En prison, certaines personnes souffrant d’un handicap vivent dans des conditions de saleté « indignes » car l’institution ne compense pas leur manque d’autonomie par une aide extérieure. Le CGLPL juge également indispensable l’existence d’espaces où les personnes sont susceptibles de se soustraire au regard d’autrui. Dans les centres fermés, les contrôleurs disent avoir fréquemment observé des jeunes « inactifs ou tendus » qui auraient eu besoin de s’isoler.

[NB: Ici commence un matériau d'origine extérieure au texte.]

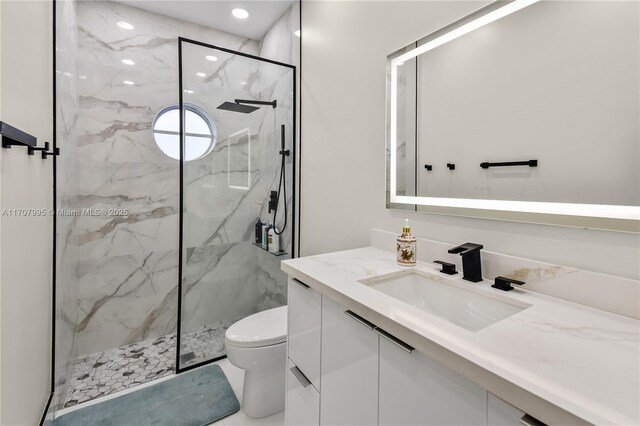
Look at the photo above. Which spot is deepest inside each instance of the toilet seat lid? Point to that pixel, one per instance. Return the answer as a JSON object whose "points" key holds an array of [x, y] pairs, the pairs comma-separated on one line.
{"points": [[264, 328]]}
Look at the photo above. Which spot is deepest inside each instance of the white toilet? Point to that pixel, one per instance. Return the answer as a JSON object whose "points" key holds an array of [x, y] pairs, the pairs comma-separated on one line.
{"points": [[257, 344]]}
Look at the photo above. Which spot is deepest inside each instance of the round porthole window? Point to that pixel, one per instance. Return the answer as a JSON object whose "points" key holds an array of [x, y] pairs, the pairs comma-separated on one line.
{"points": [[200, 132]]}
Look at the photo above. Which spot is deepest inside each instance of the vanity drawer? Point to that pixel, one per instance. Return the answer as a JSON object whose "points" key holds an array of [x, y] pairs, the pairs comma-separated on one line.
{"points": [[305, 308], [501, 413], [303, 400]]}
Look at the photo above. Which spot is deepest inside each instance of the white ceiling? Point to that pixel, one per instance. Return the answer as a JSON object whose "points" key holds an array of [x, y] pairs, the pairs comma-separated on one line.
{"points": [[217, 13]]}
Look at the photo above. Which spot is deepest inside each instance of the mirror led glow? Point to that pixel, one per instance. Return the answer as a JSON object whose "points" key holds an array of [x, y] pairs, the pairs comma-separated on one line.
{"points": [[572, 209]]}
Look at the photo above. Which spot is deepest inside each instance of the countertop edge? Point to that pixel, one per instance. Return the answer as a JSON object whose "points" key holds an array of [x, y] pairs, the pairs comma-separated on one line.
{"points": [[504, 389]]}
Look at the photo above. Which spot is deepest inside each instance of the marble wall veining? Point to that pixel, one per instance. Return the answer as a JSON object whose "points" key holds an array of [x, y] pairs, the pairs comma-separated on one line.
{"points": [[221, 263], [119, 270]]}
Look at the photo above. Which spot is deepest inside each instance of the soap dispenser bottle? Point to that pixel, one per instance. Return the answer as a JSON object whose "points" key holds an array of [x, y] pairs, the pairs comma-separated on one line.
{"points": [[406, 246]]}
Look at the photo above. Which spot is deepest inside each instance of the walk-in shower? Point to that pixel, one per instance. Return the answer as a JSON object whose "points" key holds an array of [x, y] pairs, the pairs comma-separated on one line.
{"points": [[184, 139]]}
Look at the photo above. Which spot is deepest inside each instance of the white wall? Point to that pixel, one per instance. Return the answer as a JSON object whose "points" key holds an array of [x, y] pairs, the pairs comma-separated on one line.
{"points": [[344, 50], [25, 242]]}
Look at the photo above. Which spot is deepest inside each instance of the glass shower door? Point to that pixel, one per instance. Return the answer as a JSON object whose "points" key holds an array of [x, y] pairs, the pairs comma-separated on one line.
{"points": [[237, 113]]}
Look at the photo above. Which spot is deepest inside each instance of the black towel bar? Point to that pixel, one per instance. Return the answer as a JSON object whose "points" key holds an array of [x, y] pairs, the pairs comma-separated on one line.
{"points": [[530, 163]]}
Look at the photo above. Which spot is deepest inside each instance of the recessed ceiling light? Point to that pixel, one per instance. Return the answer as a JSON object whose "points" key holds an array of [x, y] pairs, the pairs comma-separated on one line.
{"points": [[240, 13], [125, 25]]}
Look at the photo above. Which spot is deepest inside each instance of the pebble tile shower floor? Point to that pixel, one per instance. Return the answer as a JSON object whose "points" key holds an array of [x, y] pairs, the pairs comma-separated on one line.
{"points": [[103, 373]]}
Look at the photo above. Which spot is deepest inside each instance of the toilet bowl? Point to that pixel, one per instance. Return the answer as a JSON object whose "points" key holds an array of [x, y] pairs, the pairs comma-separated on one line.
{"points": [[257, 344]]}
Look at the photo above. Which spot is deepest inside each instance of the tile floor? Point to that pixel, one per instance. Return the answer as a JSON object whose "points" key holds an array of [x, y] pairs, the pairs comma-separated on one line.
{"points": [[236, 380], [104, 373]]}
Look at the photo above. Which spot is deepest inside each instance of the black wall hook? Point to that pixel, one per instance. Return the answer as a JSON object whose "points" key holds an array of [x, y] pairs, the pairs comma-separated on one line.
{"points": [[45, 154], [32, 149], [12, 136]]}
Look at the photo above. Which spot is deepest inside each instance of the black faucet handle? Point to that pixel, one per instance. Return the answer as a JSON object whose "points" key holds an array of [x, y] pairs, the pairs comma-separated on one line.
{"points": [[504, 283], [465, 248], [447, 268]]}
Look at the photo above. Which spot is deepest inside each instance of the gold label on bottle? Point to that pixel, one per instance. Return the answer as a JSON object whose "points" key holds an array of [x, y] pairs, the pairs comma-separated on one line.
{"points": [[406, 250]]}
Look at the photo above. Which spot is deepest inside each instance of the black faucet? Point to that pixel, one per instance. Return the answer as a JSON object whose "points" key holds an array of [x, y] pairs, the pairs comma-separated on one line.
{"points": [[471, 265]]}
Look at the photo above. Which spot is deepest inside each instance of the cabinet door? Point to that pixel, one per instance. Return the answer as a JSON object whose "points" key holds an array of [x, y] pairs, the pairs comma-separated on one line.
{"points": [[304, 329], [302, 406], [349, 368], [415, 390]]}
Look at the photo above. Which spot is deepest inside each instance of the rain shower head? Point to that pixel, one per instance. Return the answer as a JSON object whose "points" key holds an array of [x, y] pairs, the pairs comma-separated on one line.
{"points": [[240, 105], [233, 107]]}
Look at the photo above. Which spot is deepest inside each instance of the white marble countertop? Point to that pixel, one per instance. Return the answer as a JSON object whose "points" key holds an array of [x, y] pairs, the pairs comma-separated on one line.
{"points": [[579, 359]]}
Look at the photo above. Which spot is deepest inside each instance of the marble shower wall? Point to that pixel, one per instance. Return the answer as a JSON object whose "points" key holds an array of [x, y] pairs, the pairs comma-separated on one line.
{"points": [[119, 271], [67, 79], [221, 263]]}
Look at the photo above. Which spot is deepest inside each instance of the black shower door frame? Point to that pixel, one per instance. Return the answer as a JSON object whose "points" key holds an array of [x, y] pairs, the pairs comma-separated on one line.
{"points": [[182, 40]]}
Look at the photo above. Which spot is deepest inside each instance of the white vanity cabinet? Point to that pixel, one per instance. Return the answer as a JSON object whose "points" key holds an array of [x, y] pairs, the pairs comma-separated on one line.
{"points": [[302, 407], [344, 370], [349, 368], [415, 390], [302, 402], [305, 306]]}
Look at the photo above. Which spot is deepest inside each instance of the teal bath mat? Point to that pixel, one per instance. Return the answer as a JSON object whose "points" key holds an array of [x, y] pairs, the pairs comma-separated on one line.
{"points": [[195, 398]]}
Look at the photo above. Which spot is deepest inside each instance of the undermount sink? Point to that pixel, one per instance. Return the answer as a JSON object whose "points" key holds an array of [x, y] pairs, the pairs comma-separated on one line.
{"points": [[466, 308]]}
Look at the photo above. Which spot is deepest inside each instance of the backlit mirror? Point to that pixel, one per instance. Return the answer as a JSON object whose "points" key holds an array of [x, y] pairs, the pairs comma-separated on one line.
{"points": [[523, 110]]}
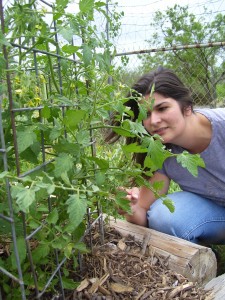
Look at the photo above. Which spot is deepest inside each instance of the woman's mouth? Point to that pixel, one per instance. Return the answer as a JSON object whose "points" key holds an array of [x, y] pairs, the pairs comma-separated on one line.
{"points": [[160, 131]]}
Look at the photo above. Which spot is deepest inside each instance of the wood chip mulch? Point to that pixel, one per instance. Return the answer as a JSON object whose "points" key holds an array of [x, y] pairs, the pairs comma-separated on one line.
{"points": [[122, 268]]}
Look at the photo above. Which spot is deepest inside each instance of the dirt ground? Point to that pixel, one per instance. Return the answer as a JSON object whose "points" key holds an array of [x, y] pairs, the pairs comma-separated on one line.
{"points": [[122, 268]]}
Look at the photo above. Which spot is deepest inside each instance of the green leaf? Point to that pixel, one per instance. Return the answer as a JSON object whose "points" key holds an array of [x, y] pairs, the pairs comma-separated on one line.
{"points": [[21, 246], [77, 206], [102, 163], [25, 138], [134, 148], [87, 55], [24, 197], [67, 33], [46, 112], [86, 5], [41, 251], [70, 49], [100, 178], [122, 202], [64, 146], [73, 118], [157, 151], [3, 40], [123, 132], [4, 174], [83, 137], [191, 162], [65, 178], [63, 163], [53, 216], [169, 204]]}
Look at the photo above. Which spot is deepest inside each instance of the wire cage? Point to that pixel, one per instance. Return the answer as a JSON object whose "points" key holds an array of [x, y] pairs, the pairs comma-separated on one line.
{"points": [[49, 170], [34, 79]]}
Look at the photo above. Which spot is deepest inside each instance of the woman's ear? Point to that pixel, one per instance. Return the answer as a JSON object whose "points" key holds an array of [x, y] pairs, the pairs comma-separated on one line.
{"points": [[188, 110]]}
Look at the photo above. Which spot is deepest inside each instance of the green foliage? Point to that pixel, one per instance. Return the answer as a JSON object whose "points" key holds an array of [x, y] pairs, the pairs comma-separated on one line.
{"points": [[197, 67], [60, 120]]}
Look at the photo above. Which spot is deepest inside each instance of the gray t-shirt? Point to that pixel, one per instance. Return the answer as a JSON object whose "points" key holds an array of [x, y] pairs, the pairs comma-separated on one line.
{"points": [[210, 181]]}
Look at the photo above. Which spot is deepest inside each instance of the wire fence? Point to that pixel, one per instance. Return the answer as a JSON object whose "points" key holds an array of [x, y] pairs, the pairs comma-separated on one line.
{"points": [[208, 87], [12, 229]]}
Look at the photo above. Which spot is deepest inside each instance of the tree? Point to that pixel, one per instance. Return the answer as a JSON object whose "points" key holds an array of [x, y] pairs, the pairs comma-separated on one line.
{"points": [[201, 68]]}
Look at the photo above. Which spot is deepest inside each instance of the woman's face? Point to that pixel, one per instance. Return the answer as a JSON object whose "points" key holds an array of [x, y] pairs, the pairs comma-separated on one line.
{"points": [[166, 119]]}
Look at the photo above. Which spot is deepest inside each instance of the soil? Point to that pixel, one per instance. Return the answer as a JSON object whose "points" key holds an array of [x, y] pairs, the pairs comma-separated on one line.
{"points": [[122, 268]]}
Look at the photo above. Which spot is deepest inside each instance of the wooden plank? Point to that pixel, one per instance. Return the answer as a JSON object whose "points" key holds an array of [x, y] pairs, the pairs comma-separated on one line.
{"points": [[217, 285], [195, 262]]}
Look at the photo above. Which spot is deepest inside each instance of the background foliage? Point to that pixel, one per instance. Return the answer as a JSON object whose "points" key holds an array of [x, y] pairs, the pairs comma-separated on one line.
{"points": [[56, 100]]}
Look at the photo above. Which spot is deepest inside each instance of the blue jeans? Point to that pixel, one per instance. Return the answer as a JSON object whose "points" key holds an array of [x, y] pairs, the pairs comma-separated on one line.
{"points": [[196, 219]]}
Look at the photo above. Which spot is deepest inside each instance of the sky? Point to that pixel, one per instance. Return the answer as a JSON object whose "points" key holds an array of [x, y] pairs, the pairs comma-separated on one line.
{"points": [[135, 29]]}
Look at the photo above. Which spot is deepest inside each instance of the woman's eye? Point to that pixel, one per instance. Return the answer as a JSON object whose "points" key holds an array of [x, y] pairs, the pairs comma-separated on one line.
{"points": [[162, 108]]}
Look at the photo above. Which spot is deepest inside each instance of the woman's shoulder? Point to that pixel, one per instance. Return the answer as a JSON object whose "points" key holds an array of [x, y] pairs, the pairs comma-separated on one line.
{"points": [[213, 114]]}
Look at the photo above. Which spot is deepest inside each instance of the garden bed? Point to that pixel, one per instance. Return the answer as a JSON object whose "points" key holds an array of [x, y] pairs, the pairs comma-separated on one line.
{"points": [[123, 268]]}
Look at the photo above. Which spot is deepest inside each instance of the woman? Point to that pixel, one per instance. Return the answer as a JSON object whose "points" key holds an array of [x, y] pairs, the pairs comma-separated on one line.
{"points": [[199, 214]]}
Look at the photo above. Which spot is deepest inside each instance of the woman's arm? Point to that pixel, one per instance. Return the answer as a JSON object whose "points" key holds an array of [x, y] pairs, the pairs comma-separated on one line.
{"points": [[141, 199]]}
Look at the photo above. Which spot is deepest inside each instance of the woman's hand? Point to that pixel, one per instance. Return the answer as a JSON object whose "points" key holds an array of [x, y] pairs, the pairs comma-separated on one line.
{"points": [[132, 196]]}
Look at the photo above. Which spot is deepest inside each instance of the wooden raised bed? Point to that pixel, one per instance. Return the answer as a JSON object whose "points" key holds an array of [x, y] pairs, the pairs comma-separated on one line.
{"points": [[195, 262]]}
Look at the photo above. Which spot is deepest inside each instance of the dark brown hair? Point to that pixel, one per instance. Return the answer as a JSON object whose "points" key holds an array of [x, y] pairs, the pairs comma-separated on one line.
{"points": [[163, 81]]}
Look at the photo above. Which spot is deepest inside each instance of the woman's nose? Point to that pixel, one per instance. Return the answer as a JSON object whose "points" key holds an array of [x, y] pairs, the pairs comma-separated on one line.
{"points": [[155, 118]]}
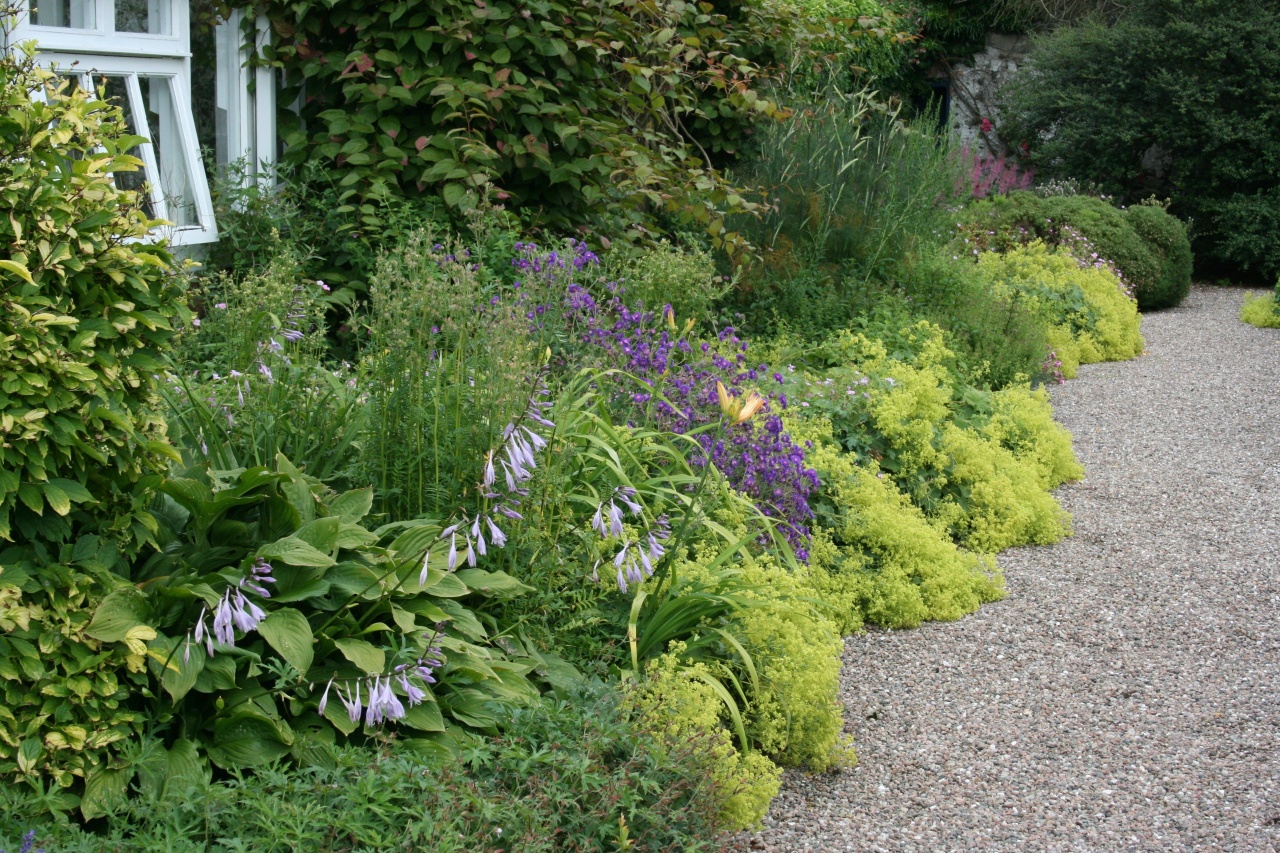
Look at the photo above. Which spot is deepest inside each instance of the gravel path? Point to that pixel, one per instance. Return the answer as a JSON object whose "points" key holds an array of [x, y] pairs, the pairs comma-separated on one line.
{"points": [[1125, 696]]}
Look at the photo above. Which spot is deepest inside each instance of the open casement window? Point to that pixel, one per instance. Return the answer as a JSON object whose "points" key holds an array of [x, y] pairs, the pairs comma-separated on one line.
{"points": [[137, 54]]}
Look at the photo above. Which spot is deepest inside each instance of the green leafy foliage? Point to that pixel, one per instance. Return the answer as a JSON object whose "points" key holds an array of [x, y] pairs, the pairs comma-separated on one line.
{"points": [[1166, 237], [915, 422], [632, 787], [71, 687], [1146, 245], [677, 701], [585, 112], [1262, 311], [1087, 313], [342, 610], [255, 381], [86, 313], [1156, 103]]}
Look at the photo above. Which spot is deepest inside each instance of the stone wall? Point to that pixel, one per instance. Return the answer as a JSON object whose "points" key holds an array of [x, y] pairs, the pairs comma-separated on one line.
{"points": [[974, 85]]}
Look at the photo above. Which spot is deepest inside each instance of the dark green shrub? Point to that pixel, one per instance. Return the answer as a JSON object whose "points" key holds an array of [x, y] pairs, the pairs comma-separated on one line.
{"points": [[1166, 236], [1156, 103], [1155, 268]]}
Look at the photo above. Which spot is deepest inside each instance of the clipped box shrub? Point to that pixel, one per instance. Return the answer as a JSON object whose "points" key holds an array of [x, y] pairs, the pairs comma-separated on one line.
{"points": [[1150, 249], [1166, 236]]}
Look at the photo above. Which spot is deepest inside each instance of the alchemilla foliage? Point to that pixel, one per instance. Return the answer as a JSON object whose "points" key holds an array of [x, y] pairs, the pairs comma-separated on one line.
{"points": [[520, 520]]}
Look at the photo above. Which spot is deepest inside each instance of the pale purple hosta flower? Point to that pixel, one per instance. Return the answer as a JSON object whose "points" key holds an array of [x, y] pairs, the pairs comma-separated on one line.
{"points": [[426, 561], [324, 699], [452, 561], [412, 693], [535, 441], [260, 573], [496, 536], [353, 705], [510, 512], [383, 705], [627, 496], [479, 537], [489, 475], [245, 614]]}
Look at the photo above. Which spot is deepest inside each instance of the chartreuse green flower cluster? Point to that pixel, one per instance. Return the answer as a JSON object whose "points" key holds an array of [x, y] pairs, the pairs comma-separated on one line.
{"points": [[1084, 308]]}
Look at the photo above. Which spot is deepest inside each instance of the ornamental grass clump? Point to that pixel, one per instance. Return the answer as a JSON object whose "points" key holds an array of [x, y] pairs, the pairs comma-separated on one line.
{"points": [[255, 381]]}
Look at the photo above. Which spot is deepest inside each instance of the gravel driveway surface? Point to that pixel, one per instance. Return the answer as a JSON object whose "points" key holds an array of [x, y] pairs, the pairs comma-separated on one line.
{"points": [[1125, 696]]}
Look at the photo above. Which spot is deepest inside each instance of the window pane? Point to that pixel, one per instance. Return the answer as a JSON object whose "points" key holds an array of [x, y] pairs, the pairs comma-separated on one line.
{"points": [[115, 89], [63, 13], [169, 150], [144, 16]]}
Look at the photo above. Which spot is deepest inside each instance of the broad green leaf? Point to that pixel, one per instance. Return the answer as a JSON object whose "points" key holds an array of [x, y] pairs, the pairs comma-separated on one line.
{"points": [[444, 584], [321, 533], [464, 620], [56, 498], [424, 716], [353, 579], [432, 751], [104, 790], [288, 633], [246, 740], [425, 609], [365, 655], [76, 492], [471, 707], [183, 669], [336, 712], [295, 552], [352, 506], [183, 767], [119, 612], [352, 537], [497, 584], [301, 589]]}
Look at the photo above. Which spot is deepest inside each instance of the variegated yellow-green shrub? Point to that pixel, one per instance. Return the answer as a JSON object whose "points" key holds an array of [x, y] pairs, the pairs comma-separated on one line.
{"points": [[1087, 314], [87, 308]]}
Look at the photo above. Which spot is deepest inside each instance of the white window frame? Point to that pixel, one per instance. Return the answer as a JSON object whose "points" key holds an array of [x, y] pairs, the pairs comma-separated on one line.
{"points": [[250, 118], [82, 51]]}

Dans certaines prisons qui laissaient jusque-là une certaine latitude aux détenus dans l’organisation de leur cellule (installation de rideaux pour obturer les fenêtres pendant la nuit, possibilité de recevoir des co-détenus), des retours en arrière sont notés, regrettent les contrôleurs. En matière de sexualité, ceux-ci soulignent l’insuffisante implantation d’unités de vies familiales. Le droit d’expression individuelle et collective n’est pas mieux respecté, alors même qu’il est prévu par l’article 29 de la loi pénitentiaire du 24 novembre 2009. Les expériences auxquelles sont associés les détenus, liées aux horaires des parloirs, à la liste des produits vendus en cantine ou à la programmation des activités, sont insuffisantes, estiment-ils.
Ces manquements ne portent pas seulement atteinte aux droits des personnes captives. Ils ont des effets pervers sur le fonctionnement des lieux d’enfermement en ce qu’ils favorisent le développement de pratiques clandestines par définition impossibles à contrôler. Les laisser se perpétuer s’avère ainsi contre-productif.
« Un assouplissement des règles en faveur d’un renforcement de l’autonomie (...) ne mettrait pas en danger la sécurité des établissements mais, à l’inverse, réduirait les tensions tout en favorisant l’épanouissement personnel et le respect des droits fondamentaux des personnes privées de liberté », conclut le CGLPL. Il doit affronter, en plus des oppositions traditionnelles, un contexte peu favorable, tant les prisons sont perçues depuis quelques semaines comme un espace qui mériterait d'être plus répressif qu'il ne l'est déjà.